Toutes les entreprises ne sont pas égales devant la récession. Plusieurs en sortent pas trop amochées et, surtout, les coffres bien pleins d'argent à dépenser.

«C'est typique de la fin d'une récession, il y a toujours des entreprises qui en sortent les coffres pleins», explique André St-Pierre, premier vice-président, gestion du risque de crédit, à la Banque de développement du Canada (BDC).

C'est plus vrai que jamais, semble-t-il. Aux États-Unis, les 500 plus grandes entreprises non financières inscrites en Bourse avaient plus d'argent dans leurs coffres à la fin de deuxième trimestre de 2009 qu'un an plus tôt, rapportait récemment le Wall Street Journal. Leurs liquidités totalisaient 994 milliards US, ou 9,8% de leurs actifs, comparativement à 846 milliards US, ou 7,9% de leurs actifs.

Même si les chiffres manquent pour faire la comparaison avec le Canada, la situation est similaire, estime Vincent Delisle, stratège boursier à la Banque Scotia. «C'est le cas au Canada, en Europe, en Asie, partout», estime-t-il.

Comment peut-on passer au travers d'une récession et en sortir plus riche? C'est simple, il faut réduire ses dépenses. C'est ce qu'a fait Alcoa dès le début du ralentissement économique. La multinationale a réduit ses investissements, diminué sa production et fermé des usines. Elle a même obtenu une aide de 50 millions du gouvernement du Québec pour traverser la crise. Ses résultats du troisième trimestre publiés récemment font état d'un retour à la rentabilité et, surtout, d'une augmentation de 28% de ses liquidités comparativement à l'année dernière.

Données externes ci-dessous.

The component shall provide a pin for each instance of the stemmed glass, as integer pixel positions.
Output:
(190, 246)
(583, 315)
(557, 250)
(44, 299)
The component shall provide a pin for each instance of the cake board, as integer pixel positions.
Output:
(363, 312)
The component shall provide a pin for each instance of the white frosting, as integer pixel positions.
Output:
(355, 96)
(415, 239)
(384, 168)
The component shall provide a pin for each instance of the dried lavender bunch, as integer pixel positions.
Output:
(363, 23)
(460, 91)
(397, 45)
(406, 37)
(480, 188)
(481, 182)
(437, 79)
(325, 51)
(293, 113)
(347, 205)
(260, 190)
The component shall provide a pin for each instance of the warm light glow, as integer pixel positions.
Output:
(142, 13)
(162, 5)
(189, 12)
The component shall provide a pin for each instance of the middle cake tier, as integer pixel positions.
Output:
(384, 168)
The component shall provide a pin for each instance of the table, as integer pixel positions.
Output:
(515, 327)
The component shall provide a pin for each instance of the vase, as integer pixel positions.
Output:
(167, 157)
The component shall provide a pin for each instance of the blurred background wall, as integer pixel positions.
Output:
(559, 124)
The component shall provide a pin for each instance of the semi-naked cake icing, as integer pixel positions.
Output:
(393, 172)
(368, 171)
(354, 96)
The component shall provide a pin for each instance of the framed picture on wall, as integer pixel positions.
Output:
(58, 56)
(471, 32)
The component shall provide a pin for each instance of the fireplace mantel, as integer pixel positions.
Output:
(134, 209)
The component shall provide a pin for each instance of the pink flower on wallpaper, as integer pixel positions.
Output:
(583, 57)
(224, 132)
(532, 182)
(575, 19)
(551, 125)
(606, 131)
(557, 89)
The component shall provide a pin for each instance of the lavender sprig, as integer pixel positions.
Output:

Les entreprises se sont empressées d'agir pour conserver leurs liquidités parce qu'elles ont d'abord dû faire face à une crise du crédit. «Le début de la récession a commencé avec une crise du crédit, rappelle le vice-président de la BDC. Tout le monde a été très sensible immédiatement à la rareté de la liquidité.»

Cela dit, André St-Pierre souligne que ce ne sont pas toutes les entreprises qui ont pu préserver leurs liquidités. «Il y a des secteurs, comme dans l'automobile ou le secteur forestier, où c'est beaucoup plus difficile, sinon impossible, de préserver ses liquidités», précise-t-il.

Certaines entreprises n'ont pas eu besoin d'agir pour conserver leurs liquidités. Saputo, qui rapporte cette semaine des profits en hausse de 37% à son deuxième trimestre, a continué de faire des acquisitions pendant la récession, ce qui a diminué ses réserves. «C'est sûr qu'au pire de la crise, on a été un peu plus écureuil», dit tout de même Louis-Philippe Carrière, vice-président, finances, de Saputo.

Chez Cascades, les liquidités étaient en hausse de 75 millions, à 375 millions, à la fin du deuxième trimestre. Cette amélioration s'explique par les meilleures conditions du marché, mais Cascades a aussi pris des moyens pour augmenter ses liquidités, explique Didier Filion, responsable des relations avec les investisseurs. Les dépenses d'investissement ont été réduites de 10 millions et une gestion plus serrée du fonds de roulement a généré 40 millions de plus, a-t-il précisé.

Au Québec, la récession n'a pas frappé trop dur mais les entreprises ont quand réagi pour prévenir le pire. Selon un sondage de la BDC, 63% des 144 PME sondées ont affirmé ne pas avoir eu besoin de financement au cours des derniers mois. «On peut penser qu'elles ont reporté leurs projets et qu'elles se sont mis en mode attente», interprète André St-Pierre.

Les entreprises ne réagissent pas différemment des particuliers en période difficile, souligne Pierre Bélanger, vice-président à la gestion du portefeuille placement au Fonds de solidarité FTQ. «Quand le crédit se resserre, on se dit qu'il est temps de se construire un petit coussin», a-t-il illustré.

Geler les dépenses, reporter des investissements, réduire ou éliminer le dividende, tous les moyens sont bons pour y arriver. Les rachats d'actions, populaires à l'époque du crédit facile, ont pratiquement cessé, ajoute Pierre Bélanger.

La course à la liquidité a été d'autant plus importante que les entreprises avaient pris l'habitude d'en avoir à volonté. «La liquidité était considérée comme un acquis, on prêtait de l'argent pour tout et pour rien», rappelle Pierre Bélanger.

Au premier signe de reprise, les entreprises qui ont réussi à augmenter leurs liquidités sont prêtes à passer à l'action.

«Ça devrait bouger bientôt du côté des fusions et acquisitions», avance André St-Pierre. «Le secteur des fusions et acquisitions devrait être plus visible en 2010», prévoit lui aussi Vincent Delisle.